In a recent X-book -- I don't remember the title, since it doesn't really matter -- I read the culminating chapter in the current X-tinction Agenda story line. The story itself was okay (and the ending a little confusing -- how/why Professor X disappeared, and why the greatest telepath on the planet couldn't notice the fact that someone was about to shoot him in the head are both mysteries that probably weren't meant as such), but what really struck me was the action involving Wolverine's X-Force group.

For those who don't know or haven't been following, Cyclops put Wolverine in charge of a sub-group of the toughest, nastiest and mostly sharply-armed of X-men, reusing the name originally taken by the New Mutants while under the tutelage/influence of Cable. This special team consists of (aside from the aforementioned Canuck) Warpath, Mlle. Hepzibah, X-23, and Wolfsbane. (At least, I think that's the roster, but I'm not 100% certain of it. Those who want to know can, of course, look it up.)

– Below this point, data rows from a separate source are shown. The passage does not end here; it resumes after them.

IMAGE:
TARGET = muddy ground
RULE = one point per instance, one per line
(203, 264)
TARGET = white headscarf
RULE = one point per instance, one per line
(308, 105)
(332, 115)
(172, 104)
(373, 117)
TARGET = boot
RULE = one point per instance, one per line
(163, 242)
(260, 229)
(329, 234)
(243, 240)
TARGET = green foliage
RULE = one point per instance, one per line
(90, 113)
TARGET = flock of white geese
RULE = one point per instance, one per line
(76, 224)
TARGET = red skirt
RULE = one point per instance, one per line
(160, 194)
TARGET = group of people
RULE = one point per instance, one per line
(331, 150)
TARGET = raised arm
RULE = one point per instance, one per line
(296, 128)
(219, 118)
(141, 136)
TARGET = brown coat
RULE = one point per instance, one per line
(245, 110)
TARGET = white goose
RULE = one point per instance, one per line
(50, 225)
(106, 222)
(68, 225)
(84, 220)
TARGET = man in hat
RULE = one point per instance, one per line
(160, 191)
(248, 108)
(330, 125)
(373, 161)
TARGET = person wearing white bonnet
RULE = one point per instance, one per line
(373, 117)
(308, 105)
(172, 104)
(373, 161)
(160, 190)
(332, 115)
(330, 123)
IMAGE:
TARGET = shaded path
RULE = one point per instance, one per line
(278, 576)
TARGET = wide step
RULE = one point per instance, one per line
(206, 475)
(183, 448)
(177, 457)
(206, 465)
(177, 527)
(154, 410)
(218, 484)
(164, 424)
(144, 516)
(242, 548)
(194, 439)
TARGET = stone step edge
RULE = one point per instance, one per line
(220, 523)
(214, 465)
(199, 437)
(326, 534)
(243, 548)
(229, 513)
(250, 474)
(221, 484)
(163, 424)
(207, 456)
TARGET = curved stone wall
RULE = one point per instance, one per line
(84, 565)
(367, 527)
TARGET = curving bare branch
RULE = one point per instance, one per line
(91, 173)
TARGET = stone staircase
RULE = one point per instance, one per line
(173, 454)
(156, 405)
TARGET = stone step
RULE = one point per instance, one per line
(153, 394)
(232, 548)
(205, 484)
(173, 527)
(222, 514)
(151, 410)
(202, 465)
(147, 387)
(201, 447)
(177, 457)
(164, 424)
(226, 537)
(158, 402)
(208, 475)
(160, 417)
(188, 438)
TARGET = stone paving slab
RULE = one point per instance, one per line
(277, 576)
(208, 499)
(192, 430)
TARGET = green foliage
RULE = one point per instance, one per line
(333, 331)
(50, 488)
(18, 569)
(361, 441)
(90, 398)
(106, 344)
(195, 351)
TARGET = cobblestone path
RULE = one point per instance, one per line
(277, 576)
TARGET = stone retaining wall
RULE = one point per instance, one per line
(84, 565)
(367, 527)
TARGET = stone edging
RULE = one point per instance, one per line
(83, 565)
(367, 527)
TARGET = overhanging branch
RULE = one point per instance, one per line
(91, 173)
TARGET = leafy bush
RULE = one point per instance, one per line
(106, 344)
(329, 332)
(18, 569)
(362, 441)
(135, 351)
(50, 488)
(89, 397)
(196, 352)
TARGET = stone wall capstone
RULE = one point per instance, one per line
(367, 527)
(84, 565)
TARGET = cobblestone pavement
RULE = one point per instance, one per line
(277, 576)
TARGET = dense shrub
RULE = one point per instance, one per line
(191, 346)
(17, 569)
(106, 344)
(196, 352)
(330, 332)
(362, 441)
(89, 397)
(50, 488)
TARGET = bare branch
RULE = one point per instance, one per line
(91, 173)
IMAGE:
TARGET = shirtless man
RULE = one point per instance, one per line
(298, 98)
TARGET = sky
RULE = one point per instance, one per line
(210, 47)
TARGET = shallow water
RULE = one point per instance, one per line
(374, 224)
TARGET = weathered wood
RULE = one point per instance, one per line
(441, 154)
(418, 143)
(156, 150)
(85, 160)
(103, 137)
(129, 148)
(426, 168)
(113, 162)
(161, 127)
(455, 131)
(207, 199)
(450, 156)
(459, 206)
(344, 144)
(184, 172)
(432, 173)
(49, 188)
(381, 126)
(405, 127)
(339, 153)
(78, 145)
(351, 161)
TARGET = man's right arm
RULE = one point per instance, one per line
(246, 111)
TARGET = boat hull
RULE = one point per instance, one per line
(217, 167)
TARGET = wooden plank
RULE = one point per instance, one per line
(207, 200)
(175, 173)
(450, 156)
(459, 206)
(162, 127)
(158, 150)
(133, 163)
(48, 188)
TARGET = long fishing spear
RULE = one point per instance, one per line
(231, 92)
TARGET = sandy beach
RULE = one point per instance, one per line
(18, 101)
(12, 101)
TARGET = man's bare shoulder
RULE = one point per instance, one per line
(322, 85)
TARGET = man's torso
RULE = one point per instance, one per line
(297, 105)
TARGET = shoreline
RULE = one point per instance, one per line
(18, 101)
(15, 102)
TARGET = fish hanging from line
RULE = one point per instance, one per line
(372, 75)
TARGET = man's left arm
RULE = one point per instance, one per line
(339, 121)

Now, in the middle of all the other frenzy going on in this issue, there was also a mutant-eating, regenerating, big-toothed grey beast called Predator X running rampant. (Oh yeah, and it grows bigger with every genetically-enhanced meal.) Wolverine and his crew are sent to deal with this big nasty, and discover quickly that their claws and knives (and space-grenades) aren't hurting the darn thing any faster than it can heal the damage. Being the team leader, and the best there is at what he does, our hero Wolvie climbs up onto some sort of promontory above the beasty's head, and then yells to get its attention. When the beast looks up, Wolverine jumps at its head. What happens next? What else? Predator X opens wide, and swallows the ol' Canucklehead whole. Of course the whole team freaks out, but I'd already guessed at this point what was going to happen -- I've seen Men In Black, too.

So, what does happen when you swallow an regenerating berserker with unbreakable bones and foot-long claws sticking out of each fist? Yep, you guessed it: a terminal case of heartburn. Wolverine very handily disembowels Predator X from the inside, and crawls out of the corpse, covered in yuck, but triumphant.

Okay, so if you're anything like me, you immediately see the humour in this. This move is so over-the-top, it's so blatantly, fanboyishly hard-core, that you can't help but chuckle at the audacity. At the same time, though, the long-time comic-reader in me thinks: "Hey, that was pretty cool. Good thinking, Wolvie."

In fact, I liked it so much, I've been inspired to write a series in the same vein. Call it "Hard Core Heroes". It's about a team called Hero Force, made up of the toughest of the tough, the heroes that are willing to do whatever it takes to get the job done, and do it hard core. I figure as long as I take it seriously enough that the characters believe in themselves (and therefore the readers do, too), while avoiding the tongue-in-cheek camp, then it'll be cool and funny at the same time.

I already have some of the characters sketched out. I think people will really like it. I know I do -- but then again, I'm the one who's writing it.